Outside of TWC, in the former half of the semester I worked on an independent study about my experiences as a intern in the US House of Representatives this past summer. I ended up writing almost forty single-spaced pages on the role of information technology in the federal government as I observed it both on the clerical day-to-day side and in larger policy issues such as open government data and cybersecurity strategy. My experience in Washington taught me a lot about the policy implications that the sort of work done at the TWC can have, and on a broader level, the interplay of technology and policy at large.
Overall, I had a great semester, and I’m looking forward to a busy schedule in the new year. I plan to continue my involvement with the TWC Undergraduate Lab.

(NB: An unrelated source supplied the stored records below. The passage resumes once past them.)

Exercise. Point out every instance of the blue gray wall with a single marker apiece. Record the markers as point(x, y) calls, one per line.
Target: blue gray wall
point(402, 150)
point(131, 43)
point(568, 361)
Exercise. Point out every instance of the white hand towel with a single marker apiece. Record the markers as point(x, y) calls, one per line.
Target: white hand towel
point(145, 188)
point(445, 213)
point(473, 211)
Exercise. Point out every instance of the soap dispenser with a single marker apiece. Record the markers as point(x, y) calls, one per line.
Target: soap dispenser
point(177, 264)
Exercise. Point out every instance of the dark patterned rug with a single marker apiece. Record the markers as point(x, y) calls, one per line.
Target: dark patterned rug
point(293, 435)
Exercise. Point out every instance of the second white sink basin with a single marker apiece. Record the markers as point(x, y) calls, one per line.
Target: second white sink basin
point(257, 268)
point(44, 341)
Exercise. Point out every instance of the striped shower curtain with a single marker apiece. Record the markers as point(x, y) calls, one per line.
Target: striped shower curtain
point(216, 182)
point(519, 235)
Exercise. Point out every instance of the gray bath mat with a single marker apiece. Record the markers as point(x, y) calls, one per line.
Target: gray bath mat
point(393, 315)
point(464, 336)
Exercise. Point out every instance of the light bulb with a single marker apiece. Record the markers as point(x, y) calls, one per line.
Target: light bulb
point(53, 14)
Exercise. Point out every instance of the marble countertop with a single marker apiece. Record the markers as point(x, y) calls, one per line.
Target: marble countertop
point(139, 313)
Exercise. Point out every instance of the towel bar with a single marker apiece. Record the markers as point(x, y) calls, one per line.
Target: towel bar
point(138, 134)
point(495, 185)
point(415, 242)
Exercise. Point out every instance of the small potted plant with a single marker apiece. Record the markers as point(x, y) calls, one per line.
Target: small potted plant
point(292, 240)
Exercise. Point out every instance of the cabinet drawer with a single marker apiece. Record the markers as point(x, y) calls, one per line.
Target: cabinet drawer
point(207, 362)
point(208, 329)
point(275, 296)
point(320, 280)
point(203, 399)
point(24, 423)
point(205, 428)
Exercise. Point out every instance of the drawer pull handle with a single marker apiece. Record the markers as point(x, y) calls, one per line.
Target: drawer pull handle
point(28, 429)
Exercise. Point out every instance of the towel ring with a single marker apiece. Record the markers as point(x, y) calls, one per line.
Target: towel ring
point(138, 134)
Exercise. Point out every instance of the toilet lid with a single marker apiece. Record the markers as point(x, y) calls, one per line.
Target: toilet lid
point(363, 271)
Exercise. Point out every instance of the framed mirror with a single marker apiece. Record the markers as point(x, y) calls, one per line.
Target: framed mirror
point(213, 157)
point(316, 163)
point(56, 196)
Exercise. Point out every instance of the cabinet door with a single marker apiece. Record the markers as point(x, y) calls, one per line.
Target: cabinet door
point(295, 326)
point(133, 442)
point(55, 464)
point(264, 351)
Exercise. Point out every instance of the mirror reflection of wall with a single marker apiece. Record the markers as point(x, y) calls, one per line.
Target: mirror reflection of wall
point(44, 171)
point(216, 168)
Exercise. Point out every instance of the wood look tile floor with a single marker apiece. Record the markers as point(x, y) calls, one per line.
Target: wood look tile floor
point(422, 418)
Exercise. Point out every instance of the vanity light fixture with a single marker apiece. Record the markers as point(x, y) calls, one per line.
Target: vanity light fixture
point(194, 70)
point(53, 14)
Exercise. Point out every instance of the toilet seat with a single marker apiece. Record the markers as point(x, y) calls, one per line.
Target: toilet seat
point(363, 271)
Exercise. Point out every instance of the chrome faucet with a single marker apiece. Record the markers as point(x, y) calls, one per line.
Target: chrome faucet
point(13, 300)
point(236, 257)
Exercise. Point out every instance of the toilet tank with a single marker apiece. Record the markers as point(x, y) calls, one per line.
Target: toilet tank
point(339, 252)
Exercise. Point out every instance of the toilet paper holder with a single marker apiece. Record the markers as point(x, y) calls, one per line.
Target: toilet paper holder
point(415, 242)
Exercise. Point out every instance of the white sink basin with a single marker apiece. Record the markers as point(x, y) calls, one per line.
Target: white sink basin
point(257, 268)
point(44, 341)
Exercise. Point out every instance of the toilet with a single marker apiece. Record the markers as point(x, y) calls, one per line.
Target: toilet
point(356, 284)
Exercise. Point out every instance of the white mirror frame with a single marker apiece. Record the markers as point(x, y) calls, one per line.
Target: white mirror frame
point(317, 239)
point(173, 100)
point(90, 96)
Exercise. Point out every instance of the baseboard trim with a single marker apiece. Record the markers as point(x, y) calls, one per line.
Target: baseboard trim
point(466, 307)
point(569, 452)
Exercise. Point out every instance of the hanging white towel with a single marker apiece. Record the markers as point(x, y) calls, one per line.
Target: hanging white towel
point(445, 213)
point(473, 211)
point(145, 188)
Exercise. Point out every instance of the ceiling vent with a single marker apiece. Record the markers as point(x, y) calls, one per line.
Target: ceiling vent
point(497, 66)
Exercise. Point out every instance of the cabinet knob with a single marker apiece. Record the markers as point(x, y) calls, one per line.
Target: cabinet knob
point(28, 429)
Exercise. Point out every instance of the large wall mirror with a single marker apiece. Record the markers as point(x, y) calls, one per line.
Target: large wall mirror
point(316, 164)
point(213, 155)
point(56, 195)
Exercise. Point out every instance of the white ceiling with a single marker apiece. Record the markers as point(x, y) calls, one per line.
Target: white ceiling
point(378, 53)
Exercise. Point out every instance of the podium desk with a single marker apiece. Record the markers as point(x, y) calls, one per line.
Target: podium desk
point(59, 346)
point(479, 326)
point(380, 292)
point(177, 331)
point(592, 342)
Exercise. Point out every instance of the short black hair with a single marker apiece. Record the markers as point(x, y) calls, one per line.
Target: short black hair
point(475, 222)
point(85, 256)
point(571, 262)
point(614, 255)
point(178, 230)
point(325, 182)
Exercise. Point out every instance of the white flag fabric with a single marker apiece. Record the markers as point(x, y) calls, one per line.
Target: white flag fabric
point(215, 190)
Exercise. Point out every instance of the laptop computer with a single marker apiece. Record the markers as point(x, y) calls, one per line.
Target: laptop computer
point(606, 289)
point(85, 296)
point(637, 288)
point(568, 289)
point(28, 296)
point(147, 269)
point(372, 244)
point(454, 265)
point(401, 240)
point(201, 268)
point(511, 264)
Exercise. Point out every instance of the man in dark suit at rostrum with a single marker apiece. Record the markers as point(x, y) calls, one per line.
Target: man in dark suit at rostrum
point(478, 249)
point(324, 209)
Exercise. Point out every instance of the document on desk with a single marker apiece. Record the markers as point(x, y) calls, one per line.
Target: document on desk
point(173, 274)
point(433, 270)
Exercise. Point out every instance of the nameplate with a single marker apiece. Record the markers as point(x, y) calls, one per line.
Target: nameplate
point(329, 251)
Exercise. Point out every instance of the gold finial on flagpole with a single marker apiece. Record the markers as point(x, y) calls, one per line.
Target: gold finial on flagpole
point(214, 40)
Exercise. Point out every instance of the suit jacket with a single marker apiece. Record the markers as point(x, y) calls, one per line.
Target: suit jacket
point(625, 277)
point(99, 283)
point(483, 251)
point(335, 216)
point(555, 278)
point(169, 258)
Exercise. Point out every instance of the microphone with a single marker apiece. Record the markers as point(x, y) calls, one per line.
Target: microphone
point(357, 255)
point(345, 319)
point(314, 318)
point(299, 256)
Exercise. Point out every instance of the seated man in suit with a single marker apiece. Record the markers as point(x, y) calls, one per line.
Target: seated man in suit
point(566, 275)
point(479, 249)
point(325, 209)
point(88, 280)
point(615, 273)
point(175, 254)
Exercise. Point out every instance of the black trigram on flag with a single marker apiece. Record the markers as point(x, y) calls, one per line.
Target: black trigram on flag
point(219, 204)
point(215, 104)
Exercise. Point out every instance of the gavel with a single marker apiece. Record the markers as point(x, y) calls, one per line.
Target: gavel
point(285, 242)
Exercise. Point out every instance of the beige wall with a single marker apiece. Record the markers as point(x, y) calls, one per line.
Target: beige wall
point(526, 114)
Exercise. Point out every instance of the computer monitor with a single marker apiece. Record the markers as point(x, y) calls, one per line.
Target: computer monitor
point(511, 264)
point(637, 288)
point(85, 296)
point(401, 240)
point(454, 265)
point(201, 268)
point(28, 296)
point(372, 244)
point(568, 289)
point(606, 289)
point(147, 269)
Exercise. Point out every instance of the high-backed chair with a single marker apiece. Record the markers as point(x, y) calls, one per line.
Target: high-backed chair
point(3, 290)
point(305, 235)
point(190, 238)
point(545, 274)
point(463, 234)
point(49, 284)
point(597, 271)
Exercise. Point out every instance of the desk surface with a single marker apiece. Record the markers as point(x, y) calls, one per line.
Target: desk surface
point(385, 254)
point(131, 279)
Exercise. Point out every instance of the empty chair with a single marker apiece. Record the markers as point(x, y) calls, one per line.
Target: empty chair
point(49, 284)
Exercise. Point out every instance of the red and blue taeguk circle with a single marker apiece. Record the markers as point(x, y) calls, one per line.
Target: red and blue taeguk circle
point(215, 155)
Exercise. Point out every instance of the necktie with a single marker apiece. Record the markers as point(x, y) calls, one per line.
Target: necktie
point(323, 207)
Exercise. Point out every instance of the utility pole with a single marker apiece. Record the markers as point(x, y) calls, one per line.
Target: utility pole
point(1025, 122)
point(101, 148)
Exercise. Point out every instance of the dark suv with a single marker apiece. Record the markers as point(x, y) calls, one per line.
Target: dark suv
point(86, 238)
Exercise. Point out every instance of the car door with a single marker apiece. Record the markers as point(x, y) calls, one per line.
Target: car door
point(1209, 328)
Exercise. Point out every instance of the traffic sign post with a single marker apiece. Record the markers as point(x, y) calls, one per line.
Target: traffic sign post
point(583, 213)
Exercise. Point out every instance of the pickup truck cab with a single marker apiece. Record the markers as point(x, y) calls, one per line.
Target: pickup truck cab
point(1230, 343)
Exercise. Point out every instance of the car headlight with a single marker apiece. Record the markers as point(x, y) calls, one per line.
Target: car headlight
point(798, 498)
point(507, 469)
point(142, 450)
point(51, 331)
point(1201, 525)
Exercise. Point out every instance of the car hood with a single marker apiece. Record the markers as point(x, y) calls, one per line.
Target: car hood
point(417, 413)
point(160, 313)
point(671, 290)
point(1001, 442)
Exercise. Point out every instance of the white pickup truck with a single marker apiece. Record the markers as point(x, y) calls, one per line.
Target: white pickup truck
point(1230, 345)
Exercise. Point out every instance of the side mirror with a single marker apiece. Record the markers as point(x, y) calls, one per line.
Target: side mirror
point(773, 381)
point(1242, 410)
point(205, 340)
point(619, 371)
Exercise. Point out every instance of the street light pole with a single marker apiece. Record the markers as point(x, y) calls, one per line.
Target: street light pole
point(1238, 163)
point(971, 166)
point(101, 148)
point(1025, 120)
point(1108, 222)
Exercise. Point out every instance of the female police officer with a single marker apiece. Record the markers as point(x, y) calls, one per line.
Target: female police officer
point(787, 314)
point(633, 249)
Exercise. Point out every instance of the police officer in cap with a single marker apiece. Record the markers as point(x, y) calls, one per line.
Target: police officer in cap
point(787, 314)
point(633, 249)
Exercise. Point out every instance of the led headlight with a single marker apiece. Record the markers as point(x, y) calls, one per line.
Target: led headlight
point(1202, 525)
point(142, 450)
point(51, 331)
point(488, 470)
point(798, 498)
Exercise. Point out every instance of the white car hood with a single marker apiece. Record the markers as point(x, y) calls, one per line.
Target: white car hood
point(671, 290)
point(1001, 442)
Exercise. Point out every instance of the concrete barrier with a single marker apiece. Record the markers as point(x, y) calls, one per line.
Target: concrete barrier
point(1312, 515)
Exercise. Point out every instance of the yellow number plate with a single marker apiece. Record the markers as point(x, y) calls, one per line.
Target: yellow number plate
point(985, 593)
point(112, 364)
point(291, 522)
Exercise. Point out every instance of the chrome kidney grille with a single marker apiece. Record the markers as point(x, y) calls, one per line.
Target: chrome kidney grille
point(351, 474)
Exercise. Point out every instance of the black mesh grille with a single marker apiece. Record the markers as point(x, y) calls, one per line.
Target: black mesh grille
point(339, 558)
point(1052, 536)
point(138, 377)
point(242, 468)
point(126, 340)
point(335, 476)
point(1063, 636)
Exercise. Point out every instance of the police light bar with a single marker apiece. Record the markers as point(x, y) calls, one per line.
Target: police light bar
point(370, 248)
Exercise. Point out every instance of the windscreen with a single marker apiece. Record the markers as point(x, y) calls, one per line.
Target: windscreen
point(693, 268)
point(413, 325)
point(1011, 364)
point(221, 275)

I recently worked with Bharath Santosh to help Xian Li with a demo of the OrgPedia organizational transparency site. The project involved creating an interactive graph visualization of connections between members of corporate boards (the final product can be found here). Given a list of a few hundred stock tickers and access to the LittleSis API, the goal was to ultimately produce a JSON file of board members that could be use by the D3.js force-directed graph framework. I started by looking up each ticker symbol, yielding a JSON file with a unique ID number for each company. My script then queried the API for actual company page associated with that ID and stored the names, company associations, and URIs of each board member. Finally, a JSON file for the D3.js graph was output describing the ~2800 board members and the links between each of them.
While I had used Python a bit for command line scripting, I hadn’t really dug into it before this project. The work gave me a better taste for the language and its capabilities. I made extensive use of the “urllib” library for accessing web content, and worked with opening up the data in JSON files. Bharath helped me with the syntax of program and some of the graph construction. While I was aware of Python’s reputation for ease of use and high level abstraction, working with it let me experience this abstraction first hand, I was very impressed. The ease with which complex multistep operations could be completed let me focus more on the flow of the data through the process rather than the specifics of handling it. The project also gave me a bit more hands on experience with JSON.